Court Opinion

ID: 3226447
Source: CourtListenerOpinion
Date Created: 2016-07-05 16:03:00.400746+00
Date Added: 2024-06-11T12:38:50.336261
License: Public Domain

This case went to the jury on count 1 alone, and which charges simple negligence, and the only insistence as to reversible error was the failure of the trial court to give the general charge in favor *Page 197 
of the defendants, and upon the theory that no case was made sufficient to go to the jury. There was no contributory negligence involved, and whether there was or was not any subsequent negligence, and which could have been shown under count 1 of the complaint, this question was decided in favor of the defendants by the giving, by the trial court, of the general charge as to count 2 in favor of the defendants.

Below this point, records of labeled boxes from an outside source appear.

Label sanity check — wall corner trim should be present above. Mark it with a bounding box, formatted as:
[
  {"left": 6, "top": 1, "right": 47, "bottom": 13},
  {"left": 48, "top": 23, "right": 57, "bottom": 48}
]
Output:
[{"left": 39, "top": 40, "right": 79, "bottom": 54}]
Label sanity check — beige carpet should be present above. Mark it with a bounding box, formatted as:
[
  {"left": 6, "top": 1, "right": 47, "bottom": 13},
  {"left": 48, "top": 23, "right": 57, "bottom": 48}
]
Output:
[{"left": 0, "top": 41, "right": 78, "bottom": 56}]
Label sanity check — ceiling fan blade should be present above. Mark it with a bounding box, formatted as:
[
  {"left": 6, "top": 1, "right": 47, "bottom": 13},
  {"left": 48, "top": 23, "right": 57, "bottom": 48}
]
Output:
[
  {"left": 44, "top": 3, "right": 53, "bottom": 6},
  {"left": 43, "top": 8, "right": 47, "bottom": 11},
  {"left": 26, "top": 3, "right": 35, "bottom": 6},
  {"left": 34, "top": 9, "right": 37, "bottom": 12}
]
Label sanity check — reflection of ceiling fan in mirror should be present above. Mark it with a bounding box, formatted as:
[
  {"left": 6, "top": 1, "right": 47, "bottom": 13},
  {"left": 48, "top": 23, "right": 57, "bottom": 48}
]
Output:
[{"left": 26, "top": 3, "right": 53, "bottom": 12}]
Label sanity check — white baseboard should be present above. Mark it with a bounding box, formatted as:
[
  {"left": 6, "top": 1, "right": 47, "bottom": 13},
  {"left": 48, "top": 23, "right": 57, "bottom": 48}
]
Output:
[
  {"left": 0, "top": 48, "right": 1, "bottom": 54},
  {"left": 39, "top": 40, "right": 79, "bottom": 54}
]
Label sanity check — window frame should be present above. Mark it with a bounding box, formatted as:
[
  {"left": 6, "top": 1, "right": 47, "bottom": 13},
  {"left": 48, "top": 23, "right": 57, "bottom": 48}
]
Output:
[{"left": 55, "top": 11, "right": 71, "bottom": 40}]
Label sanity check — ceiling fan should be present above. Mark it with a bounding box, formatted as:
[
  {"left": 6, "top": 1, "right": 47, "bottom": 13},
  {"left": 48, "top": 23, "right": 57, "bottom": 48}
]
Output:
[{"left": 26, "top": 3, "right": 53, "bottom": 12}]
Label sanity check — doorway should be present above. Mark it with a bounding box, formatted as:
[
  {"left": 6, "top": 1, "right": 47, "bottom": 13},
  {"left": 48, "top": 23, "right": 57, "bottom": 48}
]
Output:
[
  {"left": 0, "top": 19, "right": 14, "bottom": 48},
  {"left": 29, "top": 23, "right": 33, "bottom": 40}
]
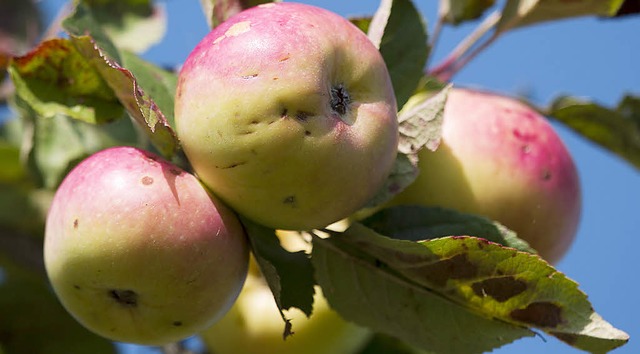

We think it was a question for the jury as to whether or not the engineer was guilty of negligence for a failure to give the proper signals in approaching the crossing. True, this was a case of negative as against positive proof as to the signals, but it was a question for the jury as to whether or not the witnesses who did not hear the signals would have heard them if given, and under our scintilla rule the defendants were not entitled to the general charge. True, if the circumstances surrounding witnesses at the time they did not hear the signals were such that they could not have heard if given, there would be no conflict between their evidence and those who testified positively to the giving of the signals, but we cannot say that the plaintiff's witnesses in this case were so situated. It is also true that one witness testified that he was slightly deaf in one ear, but he had heard signals on previous occasions when similarly situated, and one witness was riding on the train which was possibly making some noise, but he also stated that he had heard the signals at other points when the train was running, and this case is different from the case of Fayet v. St. Louis  S. F. R. R., 203 Ala. 3, 81 So. 671, and other cases cited by appellants' counsel. Moreover, other witnesses testified as to not hearing such signals as the statute requires, and whose hearing was not impaired or interfered with by other noise.
It is suggested in brief of appellants' counsel that, as this suit was brought against the railroad and its engineer jointly, the statute (section 9955) did not place on these defendants the burden of showing a compliance with section 9952 of the Code of 1923 as to giving proper signals. Whether there be any merit in this contention matters not, as the only errors assigned and insisted upon relate to the general charge, and, regardless of the burden of proof, there was sufficient evidence introduced to create a reasonable inference for the jury that the required signals were not given, and no point is made by the assignment of errors relating to rulings of the trial court in misplacing the burden of proof. We do not mean to hold or intimate, however, that the statute does not apply simply because the suit is against the railroad and its engineer jointly instead of the railroad alone.
The judgment of the circuit court is affirmed.
Affirmed.
SAYRE, GARDNER, and BOULDIN, JJ., concur.